Niels Sandø Pedersen, Head of Unit, Sundhedsstyrelsen
Niels Sandø

April 22, 2024 - The Danish Health Authority, together with Danish Gymnasiums and Danish Vocational Schools and Gymnasiums - Leaders, are issuing an appeal to the country's gymnasiums and vocational schools to create a healthier and more inclusive party culture.


It is possible to change the party culture so that alcohol plays a lesser role when teenagers start secondary education and during general festivities and events at the school. This is the message in a joint letter from the Danish Health Authority, Danish Gymnasiums, and DEG-Leaders (Danish Vocational Schools and Gymnasiums) to the country’s secondary educational institutions.
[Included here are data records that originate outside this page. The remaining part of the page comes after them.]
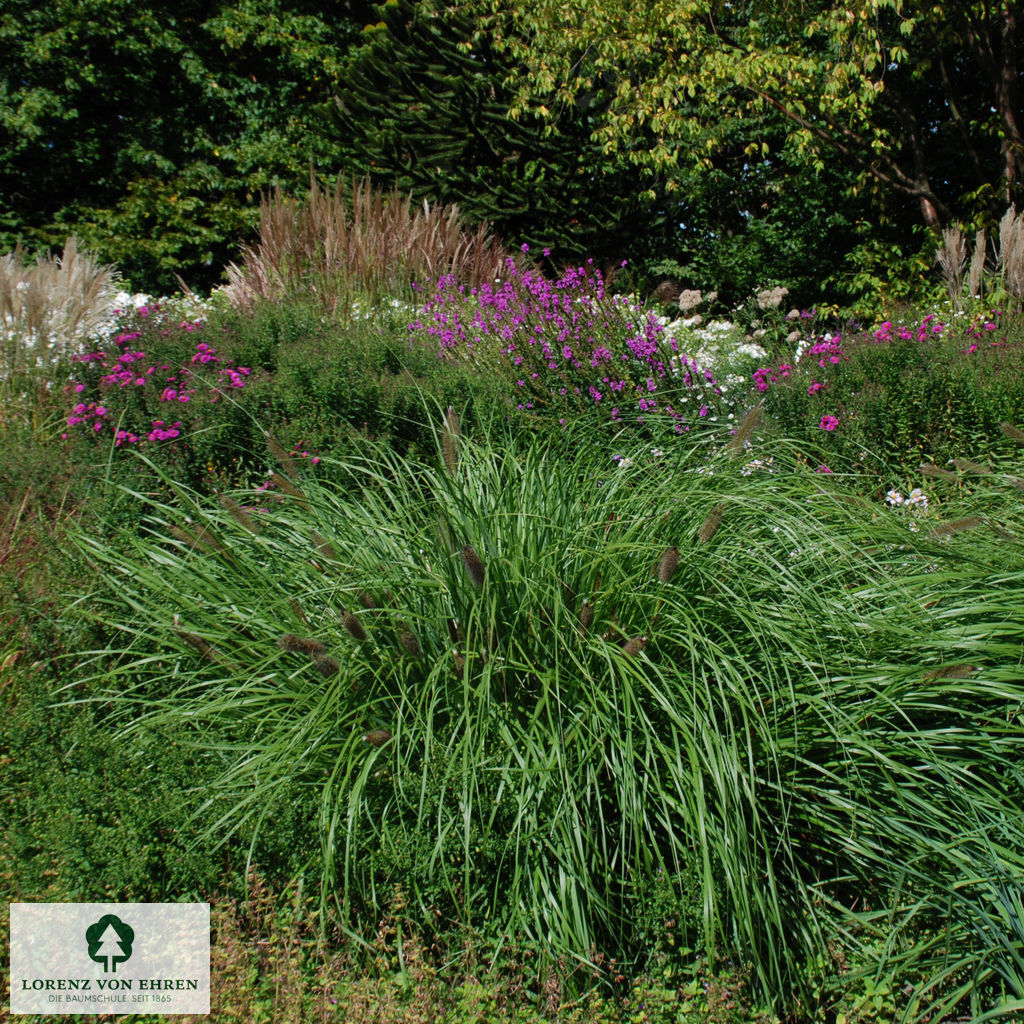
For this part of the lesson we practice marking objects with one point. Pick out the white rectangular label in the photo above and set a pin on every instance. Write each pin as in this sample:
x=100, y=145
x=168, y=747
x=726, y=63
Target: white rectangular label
x=110, y=958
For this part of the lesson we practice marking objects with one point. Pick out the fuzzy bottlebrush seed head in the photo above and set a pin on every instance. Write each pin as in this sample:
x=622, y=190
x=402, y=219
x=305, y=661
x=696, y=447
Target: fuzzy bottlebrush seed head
x=409, y=642
x=957, y=525
x=326, y=665
x=747, y=427
x=352, y=626
x=668, y=565
x=634, y=645
x=300, y=645
x=585, y=617
x=967, y=466
x=711, y=524
x=1014, y=433
x=929, y=469
x=474, y=566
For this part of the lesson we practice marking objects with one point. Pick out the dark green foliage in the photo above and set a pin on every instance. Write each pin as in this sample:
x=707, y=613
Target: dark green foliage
x=150, y=129
x=423, y=105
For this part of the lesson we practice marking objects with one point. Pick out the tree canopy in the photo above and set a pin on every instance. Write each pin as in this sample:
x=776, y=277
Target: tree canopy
x=922, y=100
x=148, y=129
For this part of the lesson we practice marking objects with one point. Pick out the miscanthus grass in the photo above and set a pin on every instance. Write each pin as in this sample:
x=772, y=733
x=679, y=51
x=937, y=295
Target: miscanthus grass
x=506, y=712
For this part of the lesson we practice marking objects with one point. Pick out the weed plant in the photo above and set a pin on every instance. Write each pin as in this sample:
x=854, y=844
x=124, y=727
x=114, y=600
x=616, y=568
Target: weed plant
x=543, y=697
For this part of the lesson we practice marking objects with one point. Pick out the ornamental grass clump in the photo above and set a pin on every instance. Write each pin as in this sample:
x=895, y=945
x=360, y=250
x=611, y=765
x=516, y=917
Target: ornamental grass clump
x=51, y=307
x=354, y=243
x=730, y=693
x=567, y=346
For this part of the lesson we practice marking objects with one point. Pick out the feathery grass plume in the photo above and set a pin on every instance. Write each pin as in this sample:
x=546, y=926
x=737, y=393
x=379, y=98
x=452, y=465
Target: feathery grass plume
x=977, y=272
x=300, y=645
x=952, y=260
x=352, y=626
x=474, y=566
x=409, y=642
x=957, y=525
x=930, y=469
x=284, y=458
x=450, y=440
x=670, y=562
x=237, y=512
x=285, y=484
x=324, y=549
x=710, y=526
x=949, y=672
x=634, y=645
x=747, y=427
x=207, y=649
x=1013, y=432
x=968, y=466
x=326, y=665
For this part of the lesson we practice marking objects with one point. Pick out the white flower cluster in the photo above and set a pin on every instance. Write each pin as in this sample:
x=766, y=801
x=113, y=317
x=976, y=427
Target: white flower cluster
x=915, y=503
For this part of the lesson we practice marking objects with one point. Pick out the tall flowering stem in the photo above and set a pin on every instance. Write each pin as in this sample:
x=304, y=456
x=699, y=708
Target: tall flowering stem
x=567, y=345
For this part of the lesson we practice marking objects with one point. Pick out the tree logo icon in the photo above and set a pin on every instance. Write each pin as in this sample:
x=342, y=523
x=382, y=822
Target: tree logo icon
x=110, y=941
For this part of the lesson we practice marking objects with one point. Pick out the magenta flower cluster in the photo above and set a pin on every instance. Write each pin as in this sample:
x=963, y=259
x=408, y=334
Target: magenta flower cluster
x=127, y=368
x=565, y=343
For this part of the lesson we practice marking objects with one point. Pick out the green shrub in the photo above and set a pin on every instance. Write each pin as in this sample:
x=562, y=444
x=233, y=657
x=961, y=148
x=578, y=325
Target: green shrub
x=902, y=395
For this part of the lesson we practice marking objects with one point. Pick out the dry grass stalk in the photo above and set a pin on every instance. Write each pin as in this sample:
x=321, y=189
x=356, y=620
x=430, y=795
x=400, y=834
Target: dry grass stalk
x=711, y=524
x=1015, y=433
x=967, y=466
x=474, y=566
x=47, y=308
x=357, y=235
x=957, y=525
x=668, y=565
x=747, y=427
x=929, y=469
x=352, y=626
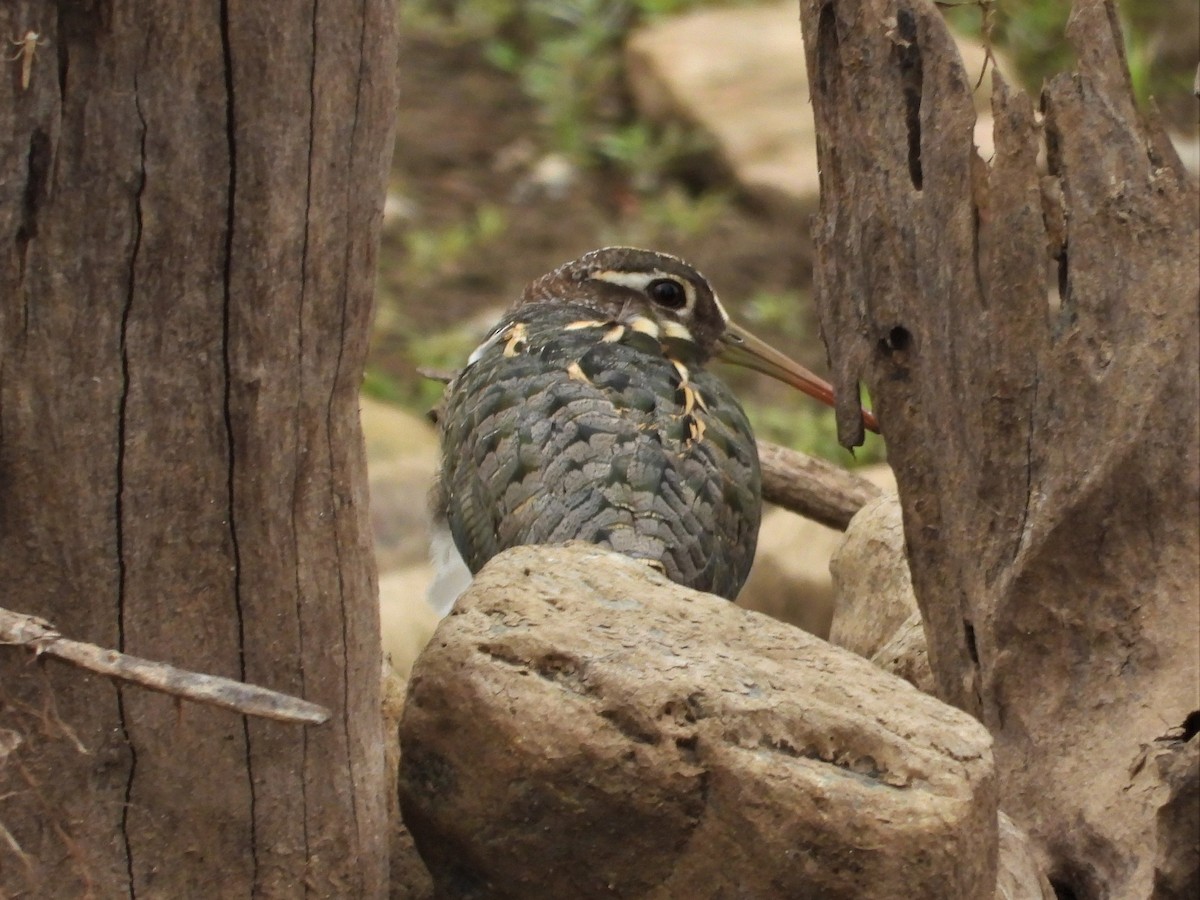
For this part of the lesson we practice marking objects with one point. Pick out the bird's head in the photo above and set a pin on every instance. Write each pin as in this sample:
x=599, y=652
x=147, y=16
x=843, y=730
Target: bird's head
x=664, y=295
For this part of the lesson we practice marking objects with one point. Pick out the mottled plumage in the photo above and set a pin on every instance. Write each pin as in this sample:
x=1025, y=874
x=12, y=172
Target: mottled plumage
x=588, y=414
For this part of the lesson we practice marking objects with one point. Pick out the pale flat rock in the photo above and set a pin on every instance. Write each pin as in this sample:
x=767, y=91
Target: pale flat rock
x=408, y=877
x=581, y=727
x=1020, y=874
x=738, y=73
x=906, y=654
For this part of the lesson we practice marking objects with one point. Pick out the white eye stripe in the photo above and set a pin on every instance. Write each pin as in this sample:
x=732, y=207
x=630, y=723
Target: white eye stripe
x=676, y=329
x=641, y=281
x=725, y=316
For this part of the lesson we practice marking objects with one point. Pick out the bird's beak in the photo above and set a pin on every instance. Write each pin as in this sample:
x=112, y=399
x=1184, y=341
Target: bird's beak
x=742, y=348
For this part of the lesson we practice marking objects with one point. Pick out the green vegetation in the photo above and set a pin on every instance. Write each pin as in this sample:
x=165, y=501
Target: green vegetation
x=567, y=58
x=1161, y=42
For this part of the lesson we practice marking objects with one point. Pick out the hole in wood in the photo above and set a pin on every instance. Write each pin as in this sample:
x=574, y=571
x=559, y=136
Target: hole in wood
x=898, y=340
x=912, y=77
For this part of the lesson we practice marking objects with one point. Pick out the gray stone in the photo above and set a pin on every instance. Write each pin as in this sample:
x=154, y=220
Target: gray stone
x=579, y=726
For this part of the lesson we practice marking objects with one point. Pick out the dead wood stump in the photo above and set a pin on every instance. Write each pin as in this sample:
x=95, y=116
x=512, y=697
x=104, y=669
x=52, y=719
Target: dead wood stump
x=1045, y=450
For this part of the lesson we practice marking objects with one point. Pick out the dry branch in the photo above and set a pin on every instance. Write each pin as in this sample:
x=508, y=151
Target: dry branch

"New figures from the Tryg Foundation show that six out of ten young people find it difficult to be part of the social community at a secondary education institution if they do not drink. Fortunately, many secondary education institutions have taken more responsibility in recent years to ensure a healthier and more inclusive alcohol culture, but we need more to join. For the sake of the youth," says unit chief Niels Sandø, who continues:


"Danish youth drink a lot of alcohol and they start drinking early. We know that alcohol is harmful to children and young people, and that it can affect their learning. Many young people experience that parties and social gatherings, where alcohol plays a major role, exclude them from the community. Therefore, it is important that we change the current party culture, which focuses on getting drunk, and instead have a culture that focuses on the social aspect and can include all students. And here, secondary educational institutions, together with the parents, play a key role in setting the boundaries," says unit chief Niels Sandø.


It's important that parents support the schools' initiatives

The appeal from the Danish Health Authority, Danish Gymnasiums, and DEG-Leaders is that there should be no alcohol during the initial period after the summer break. This means that secondary education institutions are working to ensure that parties and other events, which are organized by the schools or tutors, are completely alcohol-free until the end of September, and that this applies to all grades at the schools. Similarly, the appeal is that introductory trips should also be alcohol-free. This provides an opportunity for students to form friendships and establish themselves socially without alcohol being the focal point of communities and parties.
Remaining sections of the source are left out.